Quality Control
Why we take our time to produce our books
As longtime subscribers will recall, problems with the bindery we used to use to manufacture Castalia Library books are not exactly new. Whether it was something simple like making sure the hubs on the spine all line up, or something more complicated like tracking numbers being issued without any books actually shipping, the problems we kept running into eventually led us to build our own bindery.
Now Dragonsteel Books is discovering the joys of working with a bindery that doesn’t necessarily have the same dedication to quality control that one might tend to prefer, as Fandom Pulse announces the temporary shutdown of production at Dragonsteel.
Brandon Sanderson’s Dragonsteel Books has temporarily halted all production, binding, and shipping of The Eye of the World leatherbound edition following a concerning number of manufacturer defects reported by customers who’ve already received their copies.

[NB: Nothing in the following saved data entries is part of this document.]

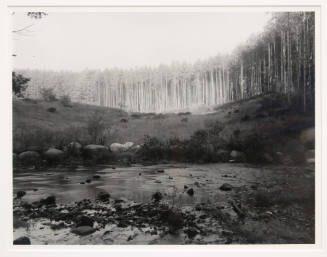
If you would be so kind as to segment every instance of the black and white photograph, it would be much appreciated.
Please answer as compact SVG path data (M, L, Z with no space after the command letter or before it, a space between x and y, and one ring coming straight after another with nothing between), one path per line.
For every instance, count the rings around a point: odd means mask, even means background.
M316 10L206 10L10 11L13 245L316 243Z

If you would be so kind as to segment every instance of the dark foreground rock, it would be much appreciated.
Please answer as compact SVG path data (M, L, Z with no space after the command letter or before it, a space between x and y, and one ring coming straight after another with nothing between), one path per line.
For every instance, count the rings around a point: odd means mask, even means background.
M84 215L77 217L75 222L77 227L84 227L84 226L93 227L93 223L94 223L92 218Z
M90 226L80 226L73 228L71 232L79 236L87 236L95 232L95 229Z
M30 245L31 241L27 236L22 236L14 240L14 245Z
M107 202L110 198L110 194L107 193L107 192L100 192L98 195L97 195L97 199L102 201L102 202Z
M24 195L26 195L25 191L18 191L16 194L17 198L22 198Z
M194 190L193 190L193 188L190 188L189 190L187 190L186 193L187 193L189 196L194 195Z
M219 189L222 191L231 191L233 189L233 186L228 183L224 183L219 187Z
M53 204L56 204L56 197L53 195L40 200L40 205L53 205Z
M152 195L152 199L154 199L156 202L159 202L162 199L162 194L160 192L155 192Z

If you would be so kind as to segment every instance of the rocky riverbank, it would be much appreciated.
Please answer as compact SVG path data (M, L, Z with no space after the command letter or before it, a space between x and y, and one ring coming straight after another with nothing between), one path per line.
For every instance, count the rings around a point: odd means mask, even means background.
M126 182L117 177L124 172ZM112 186L94 199L76 202L57 200L55 193L30 201L31 192L17 191L15 244L314 242L314 173L308 169L216 164L146 171L140 166L100 179L135 183L147 172L151 179L141 183L144 189L151 186L151 195L143 201L117 197ZM71 183L79 184L73 179ZM173 194L169 188L174 188Z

The announcement came in Sanderson’s weekly YouTube update, where he addressed the situation directly and at length. For a company that has built its reputation on premium collector’s editions, the news is significant. These books retail at $185 each, and customers expect a product that matches that price point.
“As I tweeted last week, we’ve noticed that there’s a concerning number of manufacturer defects coming in the copies people are getting,” Sanderson said. “And this is very concerning to us. I love this book. I love the version of Eye of the World we made. And we spent a really long time—you’ll remember how long it took us to get to even pre-orders—making sure that the binder was able to do these books the way we wanted to.”
What’s Going Wrong
Reports on Reddit’s r/brandonsanderson community have documented several specific defects appearing in copies already delivered. Known issues include cover quality problems, art pages glued together incorrectly, and gaps between binding signatures—the sections of pages that make up a bound book.
These aren’t minor cosmetic issues. Gaps between binding signatures suggest structural problems with the binding itself. Art pages glued together incorrectly means customers are receiving damaged interior content. Cover quality problems on a $185 premium leatherbound edition represent a fundamental failure to deliver the product customers paid for.
The scope of the problem is what’s most alarming. Every manufacturing run produces occasional defects. What Sanderson is dealing with appears to be a systemic issue affecting a significant portion of the print run.
These problems are not a surprise. We’re still working to resolve a production problem that was created unnecessarily by the bindery related to Volumes 1-8 of The Junior Classics.
Based on the pictures, it looks as if there are four distinct problems, three of which are sporadic and one of which is systemic. The most serious problem appears to be with the book blocks, as they don’t appear to have been pressed or sewn properly. That’s not something that just happens occasionally, as with the stamp shouldering, the glue failing to hold, or the way in which some of the stamp depths appear to be uneven on some books and even on others.
No binding process is perfect. We had three books in our most recent print run fail the glue test; fortunately the failures were complete rather than catastrophic so it was possible to simply reglue them. But the “spot check” approach to which the printer, the bindery, and Dragonsteel itself are utilizing just isn’t a substitute for checking every single book, every single time, as we learned when a handful of Byzantine Histories separated from their covers after reaching their final destinations.
Dragonsteel is a good company. We have nothing but sympathy for the challenges their facing because we have experienced those, and considerably more, ourselves over the last six years. They’ll replace the books, just as we did when we discovered issues with the quality of a few of our books in the past, but it’s a lot more expensive to discover a problem once the books have left the bindery than to test all of them, methodically, at each step of the process
UPDATE: The problem of the endpapers and second pages torn down the middle is a casing-in problem. The machine was set too tight for the size of the book, putting stress on that joint while the paper was weak from the glue being set. This is one reason why we set 800 pages as our limit, since the weight of the gilded, heavy paper puts stress on the glued endpapers. This is why we published A THRONE OF BONES and A SEA OF SKULLS, as well as PLUTARCH’S LIVES, WAR AND PEACE, and THE TALE OF GENJI in two volumes instead of one. It most likely affects one in every six books produced, and it cannot be easily fixed.
The signature gap problem is just carelessness in the Smythe-sewing of the book blocks. This could, in theory, affect all of the books, although reports don’t seem to indicate that’s the case. There really isn’t any excuse for that; literally everyone who ever handled one of the book blocks should have noticed it immediately.







"just as we did when we discovered issues with the quality of a few of our books in the past" -- and how!
For those of you fortunate enough not to encounter quality problems, I hit one with the test print of Meditations. Reached out, showed a photo, "we'll ship you a new one", and they did exactly that. It was that easy. Thank you again, Castalia, for your excellent service, and Jordan in particular, as he made it easier than I've ever experienced in dealing with a faulty product.